Rods and Cones

Rods and cones have different functions in vision, and the relative numbers of these two photoreceptors in the retina are partly correlated with whether an animal is most active during the day or at night.

Rods are more sensitive to light but do not distinguish colors; they enable us to see at night, but only in black and white. Because it takes more light to stimulate cones, these receptors contribute very little to night vision. Cones can distinguish colors in daylight. Color vision is found in all vertebrate classes, though not in all species. Most fishes, amphibians, reptiles, and birds have strong color vision, but humans and other primates are among the minority of mammals with this ability.

Owl Night Vision

The Tawny Owl can locate prey several metres away by the light of just one candle about 1700 feet away! Its retina has about 56,000 rods per mm². More on owl vision...

Most mammals are nocturnal, and a maximum number of rods in the retina is an adaptation that gives these animals keen night vision. Cats, usually most active at night, have limited color vision and probably see a pastel world during the day. In the human eye, rods are found in greatest density at the peripheral regions of the retina and are completely absent from the fovea, the center of the visual field (see FIGURE 49.9).

Structure of the vertebrate eye. In this longitudinal section of the eye, the jellylike vitreous humor is illustrated only in the lower half of the eyeball. The mucous membrane, or conjunctiva, surrounding the sclera (the white of the eye) is not shown. Campbell Fig 49-9.

You cannot see a dim star at night by looking at it directly; if you view it at an angle, however, focusing the starlight onto the regions of the retinas most populated by rods, you will be able to see the star. You achieve your sharpest daylight vision by looking straight at the object of interest because cones are most dense at the fovea, where there are about 150,000 color receptors per mm². Some birds have more than a million cones per mm², which enables such species as hawks to spot mice and other small prey from high in the sky. In the retina of the eye, as in all biological structures, variations represent evolutionary adaptations.

The effect of light on synapses between rod cells and bipolar cells. (a) In the dark, rhodopsin is inactive, and the rod cell membrane is highly permeable to sodium and thus depolarized. In this state, the rod cell releases glutamate and regulates the "firing" of two different classes of bipolar cells, which have opposite responses to glutamate. (b) In contrast, when light activates rhodopsin, the rod cell membrane becomes less permeable to sodium, and its membrane potential changes (it develops a receptor potential, a hyperpolarization in this case). The synaptic terminals of the rod cell then slow their release of glutamate, enhancing the activity of one class of bipolar cells and suppressing the activity of the other type.
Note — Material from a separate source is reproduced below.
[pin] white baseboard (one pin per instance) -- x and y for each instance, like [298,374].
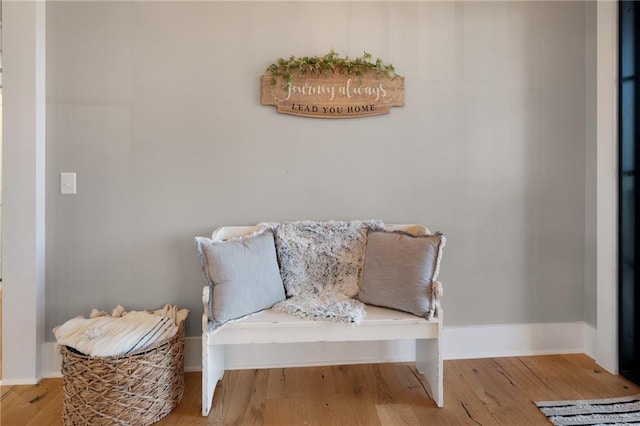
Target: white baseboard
[466,342]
Campbell Fig 49-14.  

Photoreceptors in the vertebrate retina. (a) Photoreceptors called rod cells (rods) are very sensitive to light and function in black-and-white vision at night; cone cells (cones) account for color vision during the day. Both rods and cones are modified neurons. Visual pigments are embedded in folded membranes comprising a stack of discs in the outer segment of each rod and cone. (b) Rhodopsin, the visual pigment in the disc membrane of rods, consists of the light-absorbing molecule retinal bonded to a specific type of membrane protein, an opsin. The opsin has seven regions of alpha helix that span the disc membrane. Campbell Fig 49-11.  

Rods and cones. The retina is a thin tissue layer on the inner eye responsible for sight. Light strikes from the top. At top are nerve fibers which combine to form the optic nerve to the brain. Nerve fibers have round cell bodies with branching dendrites. Rods (green) are long nerve cells which respond to dim light, enabling images to be detected. Cones (pink) are shorter cone-like cells which detect color. Rods and cones pass visual signals through the optic nerve to the brain. Pigment cells block light from passing further.